Uh ... like WHAT one?


----------



## mdntrdr (Dec 22, 2009)

I thought he wanted to make invisible barrels! 

And I didn't have a clue on that one! :no:

You might try searching....."Invisible coopering"


----------



## Old Skhool (Oct 31, 2009)

*Pretty much a lost art*

My great grandfather was a tight cooper, meaning the barrels were made for holding liquids. Unfortunately I never met him, but I have a few of his tools.:smile: Cooperage was once a highly skilled and quite interesting craft. I was able to see the process at "Strawberry Bank" (near Boston). I understand that there are only a handful if that, that continue the craft of traditional work.

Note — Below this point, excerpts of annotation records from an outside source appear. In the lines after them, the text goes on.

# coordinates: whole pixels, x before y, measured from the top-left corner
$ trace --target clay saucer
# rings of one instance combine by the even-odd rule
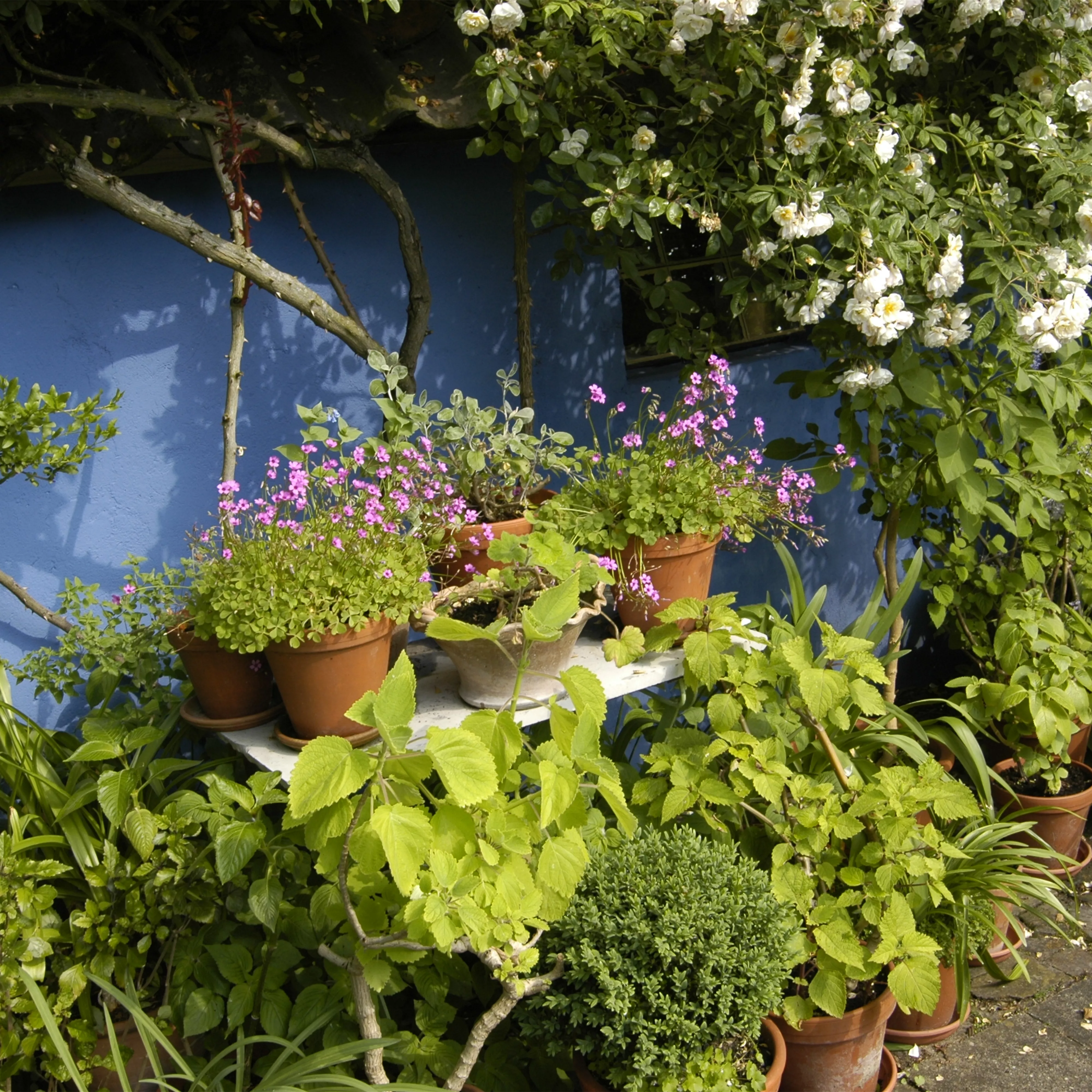
[[[290,747],[293,750],[302,750],[311,741],[295,734],[295,728],[293,728],[292,722],[287,716],[282,716],[273,725],[273,735],[278,743],[284,744],[285,747]],[[352,747],[365,747],[379,738],[379,728],[361,728],[359,732],[351,736],[343,736],[342,738],[348,740]]]
[[[202,728],[205,732],[241,732],[244,728],[257,728],[259,724],[269,724],[270,721],[275,721],[283,712],[284,705],[277,702],[277,704],[270,705],[269,709],[263,709],[259,713],[216,720],[205,713],[197,699],[197,695],[191,693],[182,702],[182,708],[179,710],[178,715],[187,724],[192,724],[193,727]]]

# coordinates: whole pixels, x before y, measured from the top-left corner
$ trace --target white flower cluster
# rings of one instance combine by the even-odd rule
[[[753,269],[762,262],[768,262],[778,252],[778,244],[771,239],[761,239],[755,246],[744,247],[744,261]]]
[[[1063,344],[1084,333],[1092,299],[1083,288],[1073,288],[1063,299],[1036,299],[1017,320],[1017,334],[1043,353],[1057,353]]]
[[[561,130],[561,143],[558,144],[559,152],[566,152],[574,159],[579,159],[584,154],[587,146],[589,133],[586,129],[578,129],[570,133],[568,129]]]
[[[890,292],[901,284],[902,271],[879,259],[857,274],[843,313],[869,345],[888,345],[914,324],[914,312],[906,310],[902,296]]]
[[[871,106],[873,96],[853,82],[853,59],[839,57],[830,66],[830,87],[827,102],[835,118],[844,118],[851,111],[862,114]]]
[[[1092,31],[1092,7],[1083,0],[1070,4],[1069,14],[1066,16],[1066,26],[1075,31]]]
[[[785,316],[794,322],[810,325],[824,318],[827,308],[838,299],[842,290],[842,282],[820,277],[816,282],[816,295],[811,302],[806,302],[804,294],[794,292],[785,299]]]
[[[814,190],[809,200],[803,205],[790,201],[787,205],[778,205],[773,210],[773,222],[780,227],[783,239],[810,239],[822,235],[834,225],[834,217],[829,212],[820,212],[822,190]]]
[[[969,318],[965,304],[934,304],[922,320],[922,341],[929,348],[953,348],[971,336]]]
[[[782,23],[778,31],[778,44],[786,52],[796,49],[796,35],[803,35],[803,31],[796,31],[799,23]],[[784,34],[783,34],[784,32]],[[802,38],[803,40],[803,38]],[[809,43],[804,49],[800,58],[800,74],[793,84],[793,90],[785,94],[785,107],[781,111],[781,123],[783,126],[795,126],[800,120],[804,111],[811,105],[811,76],[815,73],[816,61],[822,56],[822,38],[816,35],[815,41]]]
[[[928,75],[929,62],[917,55],[917,46],[903,38],[888,50],[888,63],[892,72],[909,72],[911,75]]]
[[[827,0],[822,13],[831,26],[848,26],[856,31],[864,23],[868,9],[856,0]]]
[[[523,9],[519,0],[501,0],[494,5],[491,15],[472,8],[455,19],[455,26],[463,34],[485,34],[490,23],[497,34],[511,34],[523,23]]]
[[[948,250],[940,259],[937,272],[929,277],[925,290],[933,299],[948,299],[963,287],[963,237],[948,235]]]
[[[987,15],[995,11],[1000,11],[1005,7],[1005,0],[963,0],[956,9],[956,17],[952,20],[951,31],[959,34],[975,23],[981,23]]]
[[[1073,100],[1073,105],[1081,114],[1092,114],[1092,80],[1085,76],[1071,83],[1066,88],[1066,94]]]
[[[918,14],[923,3],[924,0],[890,0],[887,8],[880,13],[883,22],[880,23],[876,35],[880,45],[883,45],[885,41],[894,41],[904,29],[903,16],[910,17]]]
[[[807,155],[826,143],[822,118],[818,114],[802,114],[796,128],[785,138],[785,151],[790,155]]]
[[[846,394],[856,394],[857,391],[863,391],[865,388],[878,391],[881,387],[887,387],[892,379],[894,379],[894,373],[887,368],[873,368],[871,371],[865,371],[863,368],[851,368],[838,381],[838,389]]]
[[[713,29],[711,16],[720,13],[728,29],[744,26],[758,14],[760,0],[675,0],[672,37],[667,52],[685,54],[688,41],[697,41]]]
[[[880,163],[890,163],[894,158],[894,150],[899,146],[899,134],[887,126],[880,129],[876,136],[876,158]]]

Sorry, I just googled coopering, it seems alive and well. Maybe it had something to do with apprentice progams and the years that they would have to work to become a "master"... Anyway, there are videos and appears to be far more information than when I last checked a few years ago. Not you've got me interested too! I see there are even classes offered. Good luck in your quest.


----------



## max510 (Jun 6, 2010)

like that ????
http://www.ehow.com/how_5594942_make-wood-barrel.html


----------



## Jimbo. (Jan 28, 2009)

crap sorry didn't put the pic up what a idiot!!


----------



## Jimbo. (Jan 28, 2009)

thanks Old Skhool now i know what its called i have found loads of videos online, looks harder than i first imagioned, i'll see how much oak i have left! has anyone ever made one for any pointers?


----------



## haugerm (Nov 19, 2009)

Never done it myself, but I watched some coopers work once. Pretty amazing. They just kind of eyeballed everything as they shaved the pieces down one by one. And miraculously, it all just fit together.


----------



## woodnthings (Jan 24, 2009)

*You Tube*





:thumbsup: bill
If you wait until this Video is over a bunch more of similar nature will scroll across the bottom...click on one to view!


----------



## johnep (Apr 12, 2007)

What has interested me is the method of holding the staves while working on them. Looks like a pivoted drop weight. much quicker than applying a clamp.
johnep


----------